How food is cooked can either enhance or destroy flavor.

  • Check the temperature with a food thermometer to determine when meat is done cooking. Not only does this help improve food safety, but it may also improve the flavor and texture as meat can lose moisture and become tough and dry when overcooked.
  • Use a timer to prevent overcooking vegetables. Short cooking times help vegetables keep their bright color and a crisper texture. Strong-flavored vegetables, such as Brussels sprouts and turnips, may become overpowering if cooked too long.
  • Steam vegetables or use only a small amount of water to cook produce. Steaming keeps vegetables and water separated – which helps reduce the amount of vitamins that get lost to the liquid when cooked in large amounts of water.
  • Quickly cook vegetables such as asparagus, green beans, broccoli and snow peas – and only until tender. Heat destroys the B vitamins and vitamin C, so shorter cooking times help retain nutrients as well as crisp textures.
  • Consider the microwave as a helpful tool. Microwaves decrease the amount of time heat-sensitive nutrients are exposed to high temperatures. They can help limit added fats that may otherwise be used when cooking in the oven or on the stove top. There's also a flavor advantage: Unless they’re overcooked, vegetables tend to remain crisp and colorful when cooked in a microwave.
  • Add lemon juice or vinegar to the water when cooking beets or red cabbage. This helps retain their bright-red color. For green vegetables, wait until after cooking to add these acidic ingredients or it may turn them unusual shades of green.
  • Heat is typically used during canning, so canned foods are already cooked. Just reheat on the stovetop or in the microwave.
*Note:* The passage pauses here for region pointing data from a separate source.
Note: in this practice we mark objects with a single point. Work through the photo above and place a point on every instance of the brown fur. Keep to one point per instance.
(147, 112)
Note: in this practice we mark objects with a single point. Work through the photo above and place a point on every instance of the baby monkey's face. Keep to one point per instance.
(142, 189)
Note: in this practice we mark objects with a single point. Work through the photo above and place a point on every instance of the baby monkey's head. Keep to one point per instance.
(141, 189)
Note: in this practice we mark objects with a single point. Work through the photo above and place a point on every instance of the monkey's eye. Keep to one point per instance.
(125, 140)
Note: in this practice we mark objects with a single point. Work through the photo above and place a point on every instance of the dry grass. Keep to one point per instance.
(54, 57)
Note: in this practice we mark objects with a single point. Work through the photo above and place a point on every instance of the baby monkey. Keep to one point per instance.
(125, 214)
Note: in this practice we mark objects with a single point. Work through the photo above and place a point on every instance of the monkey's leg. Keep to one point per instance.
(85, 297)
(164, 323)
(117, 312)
How foods are stored also effects their flavor, nutrients and safety.

Store foods at the appropriate temperature – whether they are refrigerated or kept in a pantry. When foods are stored in the wrong environment, they may be more likely to spoil or grow harmful bacteria. Be sure to check the food packaging, as many foods require refrigeration after opening.

Incorrect storage also alters the flavor and quality of food, which is why foods that may seem similar are stored differently. Fresh thyme and dill are kept in the refrigerator but basil is stored at room temperature, otherwise it turns brown. Certain fruits and vegetables need to be stored separately or last longer when refrigerated; whereas other produce such as potatoes and onions should be stored in a dry, cool and dark place, such as a kitchen cabinet or pantry.